So imagine the shock and surprise in the curling world when it emerged on Monday that Russian Alexander Krushelnitsky had tested positive for meldonium.

While experts say the performance-enhancing benefits of the drug are sketchy, there is bewilderment a curler would need to boost his or her physical fitness.

Meldonium shot to fame after Russian tennis star Maria Sharapova tested positive for the drug in January 2016.

The drug, banned by the World Anti-Doping Agency (WADA), is said to increase blood flow, improve exercise capacity and is favoured by endurance athletes.

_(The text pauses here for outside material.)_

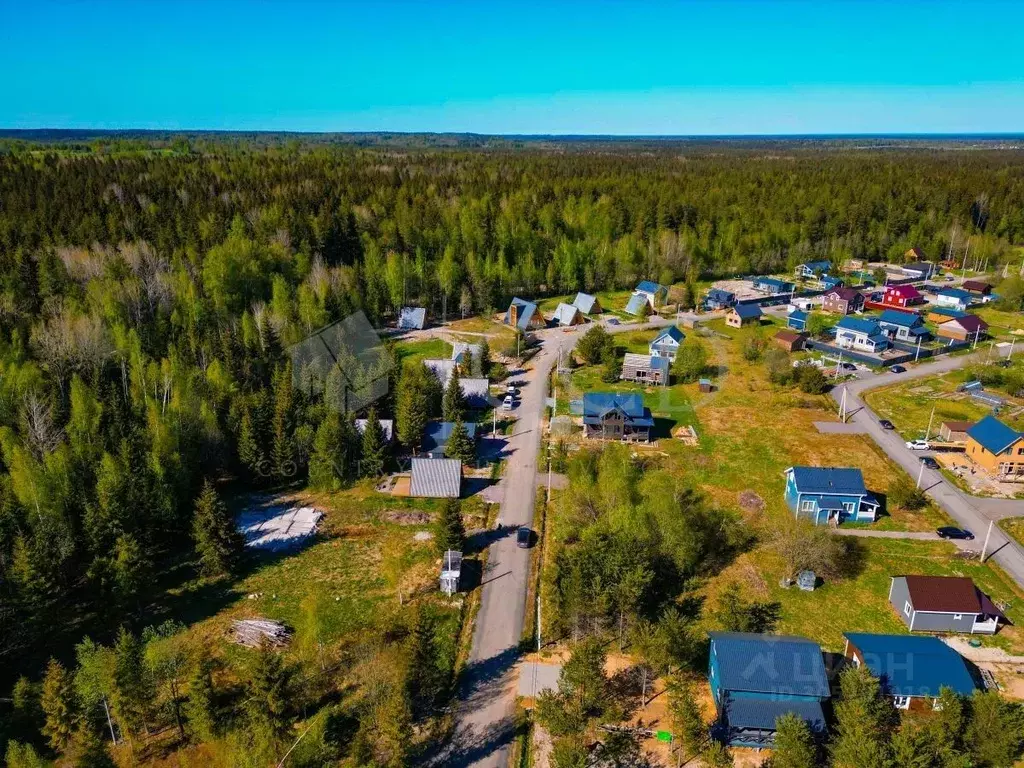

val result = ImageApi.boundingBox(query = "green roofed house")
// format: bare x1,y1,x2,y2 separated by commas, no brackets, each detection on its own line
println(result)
708,632,830,749
844,632,978,712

Its inventor, Ivars Kalvins, told a Latvian newspaper it was used to boost the stamina of Soviet troops fighting at high altitudes in Afghanistan.

”I think most people will laugh and ask, ‘what could you possibly need doping for?', as I am thinking,“ said Madeleine Dupont, a curler for Denmark. “I‘m not even sure what use doping would be for in curling. There is probably something with strength, I‘m not sure, it’s not down my alley.”

Drugs more likely to help a curler would be those that reduce the heart rate — such as beta blockers — and improve concentration, according to Roger Pielke Jr, director of the University of Colorado-Boulder’s Sports Governance Center.

“It’s curious for several reasons,” he told Euronews. “One it’s meldonium, which is the Maria Sharapova drug that came to fame last year and it has uncertain performance-enhancing benefits.

“It’s extremely unfortunate for the Russians given the situation they’re in to have an athlete found to be doping.

“It’s extremely unfortunate for WADA and the IOC (International Olympic Committee) who promised everyone that only clean Russians would be allowed in competition.

“It’s bizarre in the sense you have a curler taking meldonium, which received so much attention last year it would be remarkable someone would take it.”

Pielke added that while Krushelnitsky had no excuses, the prohibition of meldonium “did not rest on a very strong foundation of science”.

Russia is under the drugs spotlight after being accused of running a state-backed, systematic doping programme for years.

As a result, its athletes are competing at Pyeongchang as neutral “Olympic Athletes from Russia” (OAR) and on a bond of good behaviour before it is decided whether they can march under their own flag at the closing ceremony.

Since becoming part of the Olympic programme in 1998, curling has worked hard to shed its image as a game played on weekends by unfit men and women.

When Homer Simpson, the doughnut-eating, beer-guzzling cartoon character, went to the Olympics it was as a curler.